Why did Chazal say that Balaam and Laban are the same person?

Balaam was the magician-prophet who was hired by the king of Moav to attack the Israelite with curses; Laban was Jacob's father-in-law and Issac's brother-in-law. Though divided in time by several hundred years, the Midrash says they are the same person. Why?

The simple person will give a simple answer and say that the claim is made by the Midrash because (a) its true; and (b) we can be certain its true because we posses a tradition, passed teacher to student, that is incontestably true.

Unfortunately, such a claim about the mesorah is often made ridiculous by the contents of the mesorah itself.

For instance, the Talmud (BT Sanhedrin 105a) says that Balaam's father Beor was Laban; meanwhile, TPJ and Yalkut Shemoni say that Balaam himself was Laban. Was Laban Balaam or was he his father Beor? An incorruptible mesorah would not have produced two contradictory identifications. This alone undermines the simple answer, parodied above, and shows that the simple person who insists on it is not acting out of faith or piety, but from ignorance.

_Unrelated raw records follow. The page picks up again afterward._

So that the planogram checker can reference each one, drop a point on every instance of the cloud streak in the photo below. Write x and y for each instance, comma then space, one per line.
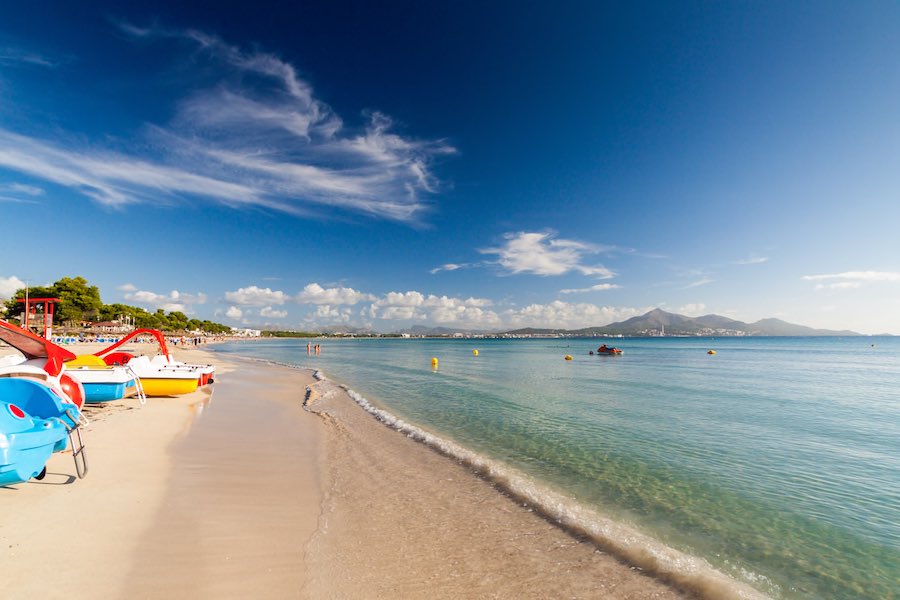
850, 280
543, 254
270, 143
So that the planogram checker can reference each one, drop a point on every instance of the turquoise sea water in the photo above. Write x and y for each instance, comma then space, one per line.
777, 459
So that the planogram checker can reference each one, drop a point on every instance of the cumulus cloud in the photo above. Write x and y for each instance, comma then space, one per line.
752, 260
441, 310
271, 313
567, 315
255, 135
331, 314
256, 296
316, 294
9, 286
542, 254
849, 280
173, 301
600, 287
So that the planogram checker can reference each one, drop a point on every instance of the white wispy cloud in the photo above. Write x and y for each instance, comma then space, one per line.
449, 267
540, 253
600, 287
699, 282
692, 310
271, 144
858, 277
18, 56
173, 301
314, 293
9, 286
256, 296
752, 260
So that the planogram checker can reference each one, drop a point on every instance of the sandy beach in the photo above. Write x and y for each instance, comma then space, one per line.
238, 491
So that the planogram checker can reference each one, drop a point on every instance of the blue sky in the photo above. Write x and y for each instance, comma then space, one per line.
471, 165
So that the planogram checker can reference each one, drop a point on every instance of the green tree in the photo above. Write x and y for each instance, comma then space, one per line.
78, 300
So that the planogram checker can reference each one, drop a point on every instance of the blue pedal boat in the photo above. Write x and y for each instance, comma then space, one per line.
34, 423
104, 384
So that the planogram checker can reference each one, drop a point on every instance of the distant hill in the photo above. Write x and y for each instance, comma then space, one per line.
657, 322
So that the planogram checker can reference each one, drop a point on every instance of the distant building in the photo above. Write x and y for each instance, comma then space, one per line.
246, 332
110, 327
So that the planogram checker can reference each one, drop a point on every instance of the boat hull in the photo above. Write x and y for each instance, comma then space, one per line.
24, 452
106, 392
168, 386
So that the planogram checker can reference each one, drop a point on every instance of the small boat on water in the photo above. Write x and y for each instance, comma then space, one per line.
604, 349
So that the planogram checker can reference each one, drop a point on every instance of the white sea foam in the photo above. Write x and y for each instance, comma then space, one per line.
685, 571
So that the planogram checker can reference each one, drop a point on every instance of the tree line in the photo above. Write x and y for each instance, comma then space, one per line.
79, 302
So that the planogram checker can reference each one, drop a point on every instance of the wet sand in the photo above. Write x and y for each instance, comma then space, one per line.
402, 521
241, 493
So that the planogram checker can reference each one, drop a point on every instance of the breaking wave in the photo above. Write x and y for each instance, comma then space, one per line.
686, 572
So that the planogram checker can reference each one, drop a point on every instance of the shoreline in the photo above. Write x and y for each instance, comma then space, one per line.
502, 504
240, 490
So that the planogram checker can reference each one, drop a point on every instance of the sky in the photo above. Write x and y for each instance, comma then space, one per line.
471, 165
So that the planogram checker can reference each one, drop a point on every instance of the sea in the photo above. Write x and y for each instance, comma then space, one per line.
777, 460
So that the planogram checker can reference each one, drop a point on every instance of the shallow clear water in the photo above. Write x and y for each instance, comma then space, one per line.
777, 459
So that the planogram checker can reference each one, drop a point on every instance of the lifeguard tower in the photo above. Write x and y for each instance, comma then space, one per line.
32, 319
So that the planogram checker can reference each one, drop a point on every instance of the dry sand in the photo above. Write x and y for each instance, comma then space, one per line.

The suggestion that Laban was Balaam , then, is not a statement of received, historical fact but the product of an interpretation. The Sages saw something, or perhaps a collection of things, which suggested to them that Balaam and Laban were the same person (or, if you with to allegorize their words*, that they shared some essential traits.)

*As usual, I think such allegories are afterthoughts that strain credulity. Here is TPJ on Num 22:5: He sent messengers to Laban the Aramean he is Balaam who wanted to swallow [= bala] the people of Israel. This does not sound like an allegory. It sounds like  a positive identification, and its far simpler to say that the author of TPJ believed what he wrote, ie, the Laban and Balaam were the same man.

What did the Sages see? Here's a proposed list:

1: Numbers 22:5 tells us Balaam lived near "The River" This is either the Tigris or the Euphrates. The Book of Jubilees places Aram's between the Tigris and the Euphrates (Wikiepdia). Aram is Laban's home region and also how he is often identified (Laban the Aramean). Moreover, Deuteronomy 23:5 says specifically Balaam came from Aram-Naharaim (the Aram of two Rivers)

2: Laban knows the four-letter names of God and uses it to greet Abraham's servant, and at least three more times besides; Balaam also knows this names and uses it first to brush off Balak's messenger, and three more times as his story continues. Pharaoh, remember, did not recognize this name. The fact that Balaam and Laban, both pagans, used it comfortably suggests they have something in common.

3: God speaks to both Laban (Gen 31:24) and Balaam (Num. 22:20) in dreams at at night. The language used to describe these visitations is nearly identical

And God came to Laban the Aramean in a dream at night
And God came to Balaam at night


So to sum up, Laban and Balaam both came from the same place, shared a recognition of God that was unexpected for their time and place, and they were both visited by God in dreams. I propose that it was these three things that led the authors of TPJ and Yalkut Shemoni to conclude that Balaam and Laban were one and the same.